Data labeling
The global machine learning market is growing at a rate of approximately 50% per year. In 2018, its volume amounted to $1.8 billion, and for 2023 it is estimated at almost 20 billion Deep Learning Market worth 18.16 Billion USD by 2023 with a growing CAGR of 41.7%. This includes not only obvious components - hardware and software, service, but also a qualitatively new type of production, called data labeling or data markup . More information about the appearance of this term and the use of such operations - in the material prepared specifically for TAdviser by journalist Leonid Chernyak.
Listen to a 6-minute story about data markup on our podcast:
Content |
The appearance of data labeling is associated with the need to supply large amounts of specially prepared data to the input of training systems. Speaking about this, they are most often limited to a simple statement of the fact that Big Data serves as the basis of machine learning. At the same time, the data labeling segment, according to Cognica Research, will reach $1.2 billion in 2023[1]
The need for the markup industry is due to the fact that it is not a certain abstract AI (Artificial Intelligence or) that has practical significance Artificial intelligence , but its quite practically oriented subset, called the same abbreviation AI, but from Augmented Intelligence, that is, AI that enhances human capabilities. Augmented Intelligence includes image recognition tasks, working with texts in natural languages, transport managing tools, etc. All these AI applications require information about the outside world to work.
The hustle and bustle around data markup makes it possible to reassess the wisdom of the expression of mathematician Cleve Humby, who said in 2006 "Data is the new oil." This wisdom was confirmed by the Economist in the 2017 report The world's most valuable resource is no longer oil, but data. But raw data, like crude oil, have no consumer value on its own, which is their main similarity. To turn oil into fuel, oils and other useful products, a giant oil refining industry has been created. The largest profits are taught not by oil-producing countries, but by world concerns specializing in oil processing. A similar procedure must be done on the data in order to turn it into a product.

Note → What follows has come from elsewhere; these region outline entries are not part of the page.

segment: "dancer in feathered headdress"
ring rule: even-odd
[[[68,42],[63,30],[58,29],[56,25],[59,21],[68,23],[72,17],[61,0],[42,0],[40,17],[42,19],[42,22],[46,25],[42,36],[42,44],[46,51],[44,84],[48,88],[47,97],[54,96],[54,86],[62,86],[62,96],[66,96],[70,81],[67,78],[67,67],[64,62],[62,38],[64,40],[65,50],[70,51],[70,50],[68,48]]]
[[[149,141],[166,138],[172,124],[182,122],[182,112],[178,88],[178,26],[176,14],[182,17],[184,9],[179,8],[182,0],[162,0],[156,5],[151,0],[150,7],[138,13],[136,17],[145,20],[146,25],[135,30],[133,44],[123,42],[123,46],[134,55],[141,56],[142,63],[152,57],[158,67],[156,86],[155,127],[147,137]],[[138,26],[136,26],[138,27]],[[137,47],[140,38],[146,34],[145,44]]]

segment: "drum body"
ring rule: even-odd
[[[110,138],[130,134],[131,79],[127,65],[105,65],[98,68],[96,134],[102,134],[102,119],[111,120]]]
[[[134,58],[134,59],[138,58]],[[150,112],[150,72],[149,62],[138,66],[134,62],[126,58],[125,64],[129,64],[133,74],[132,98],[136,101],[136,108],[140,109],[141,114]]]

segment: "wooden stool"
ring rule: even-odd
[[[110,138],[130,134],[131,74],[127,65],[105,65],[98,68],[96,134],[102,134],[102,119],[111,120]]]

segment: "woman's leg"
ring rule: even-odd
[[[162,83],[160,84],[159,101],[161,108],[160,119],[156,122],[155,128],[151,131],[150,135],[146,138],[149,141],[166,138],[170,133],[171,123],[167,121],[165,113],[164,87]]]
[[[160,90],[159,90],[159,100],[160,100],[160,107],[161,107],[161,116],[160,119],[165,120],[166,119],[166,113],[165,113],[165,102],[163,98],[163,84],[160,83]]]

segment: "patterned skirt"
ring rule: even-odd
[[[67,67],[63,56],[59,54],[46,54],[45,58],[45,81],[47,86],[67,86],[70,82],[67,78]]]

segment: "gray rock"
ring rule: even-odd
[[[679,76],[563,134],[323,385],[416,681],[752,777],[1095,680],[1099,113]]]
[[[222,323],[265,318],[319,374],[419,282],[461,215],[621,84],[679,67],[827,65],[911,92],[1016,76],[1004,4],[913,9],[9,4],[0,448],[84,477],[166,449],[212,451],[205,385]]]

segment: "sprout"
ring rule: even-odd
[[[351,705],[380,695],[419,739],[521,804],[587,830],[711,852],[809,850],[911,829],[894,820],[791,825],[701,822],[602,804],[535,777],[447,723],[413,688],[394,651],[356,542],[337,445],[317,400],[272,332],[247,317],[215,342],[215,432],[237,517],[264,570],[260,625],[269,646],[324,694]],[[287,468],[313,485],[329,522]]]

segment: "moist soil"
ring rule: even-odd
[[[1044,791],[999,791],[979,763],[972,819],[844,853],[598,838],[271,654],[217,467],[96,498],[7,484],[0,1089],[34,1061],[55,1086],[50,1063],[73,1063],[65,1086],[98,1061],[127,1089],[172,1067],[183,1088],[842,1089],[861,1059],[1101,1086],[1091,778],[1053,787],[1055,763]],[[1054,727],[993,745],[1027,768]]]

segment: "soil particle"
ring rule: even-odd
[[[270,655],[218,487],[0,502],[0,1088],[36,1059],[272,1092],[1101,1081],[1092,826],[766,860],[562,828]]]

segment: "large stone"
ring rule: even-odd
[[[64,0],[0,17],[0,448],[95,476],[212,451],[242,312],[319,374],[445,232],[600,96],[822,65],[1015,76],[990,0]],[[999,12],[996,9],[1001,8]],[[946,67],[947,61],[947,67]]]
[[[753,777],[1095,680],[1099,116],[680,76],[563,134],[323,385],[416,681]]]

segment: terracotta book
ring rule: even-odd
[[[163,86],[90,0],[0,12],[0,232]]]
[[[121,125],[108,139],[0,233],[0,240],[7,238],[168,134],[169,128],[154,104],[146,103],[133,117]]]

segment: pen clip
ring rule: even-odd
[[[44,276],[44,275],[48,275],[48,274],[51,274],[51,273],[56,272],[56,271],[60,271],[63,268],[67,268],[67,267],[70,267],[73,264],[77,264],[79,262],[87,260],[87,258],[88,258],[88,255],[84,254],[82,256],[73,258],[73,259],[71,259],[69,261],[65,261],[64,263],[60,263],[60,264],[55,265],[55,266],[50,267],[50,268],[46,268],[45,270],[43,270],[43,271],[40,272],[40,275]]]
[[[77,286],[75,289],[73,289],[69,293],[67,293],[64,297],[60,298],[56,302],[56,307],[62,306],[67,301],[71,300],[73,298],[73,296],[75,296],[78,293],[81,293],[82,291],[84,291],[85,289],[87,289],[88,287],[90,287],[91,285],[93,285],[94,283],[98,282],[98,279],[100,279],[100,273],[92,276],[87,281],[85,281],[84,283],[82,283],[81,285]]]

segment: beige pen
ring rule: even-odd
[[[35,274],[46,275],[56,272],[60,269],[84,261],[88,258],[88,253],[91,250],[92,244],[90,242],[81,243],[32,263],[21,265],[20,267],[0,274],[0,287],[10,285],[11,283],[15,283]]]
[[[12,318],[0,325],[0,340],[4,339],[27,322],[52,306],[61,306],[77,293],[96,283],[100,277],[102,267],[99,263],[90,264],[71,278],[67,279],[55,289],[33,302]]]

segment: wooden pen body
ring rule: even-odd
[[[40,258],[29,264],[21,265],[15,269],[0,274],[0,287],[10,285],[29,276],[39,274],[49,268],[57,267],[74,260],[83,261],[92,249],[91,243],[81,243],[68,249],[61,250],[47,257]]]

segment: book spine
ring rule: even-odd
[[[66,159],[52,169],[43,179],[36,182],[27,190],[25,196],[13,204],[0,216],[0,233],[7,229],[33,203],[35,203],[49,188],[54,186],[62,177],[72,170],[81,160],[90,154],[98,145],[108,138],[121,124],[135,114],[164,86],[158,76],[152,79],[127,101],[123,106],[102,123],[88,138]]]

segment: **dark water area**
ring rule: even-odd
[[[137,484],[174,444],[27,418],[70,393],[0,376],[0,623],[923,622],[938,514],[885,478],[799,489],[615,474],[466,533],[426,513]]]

But, unlike oil, while there is no means to automate data preprocessing and will not be in the foreseeable future, this tedious manual work will be carried out by low-skilled workers (handmaid data labeling). They can be called the "blue collar" of the machine learning industry, which until now has been represented exclusively by "white collar." Industry workers have to do a huge amount of work manually. For example, annotating one human image requires 15 to 40 points and all this is done using the usual means of the human-machine interface.
China There is an obvious chance of becoming a super monopoly in the field of data labeling. The country has the necessary number of highly qualified specialists, state programs for the development of AI have been developed here, and at the same time there is an unlimited number of people wishing to play the role of low-level performers. They work at home or in cramped conditions in the so-called "tagging factories," receiving extremely low wages - less than one and a half dollars per hour.
A typical example of a markup factory is Mada Code[2], which has more than 10,000 homeworkers who perform data markup for Optical Character Recognition (Optical Character Recognition) OCR and Natural Language Processing (NLP) tasks. Among its clients are large companies, including Microsoft universities. Her supervisor said:
Despite the fact that the markup is a seemingly trivial operation - adding tags to the image or text, these words contain a deep meaning. The markup process performs a qualitative transformation - raw data is supplemented with metadata and turned into information. The most utilitarian definition of information is as follows: "Information is data plus metadata"[3].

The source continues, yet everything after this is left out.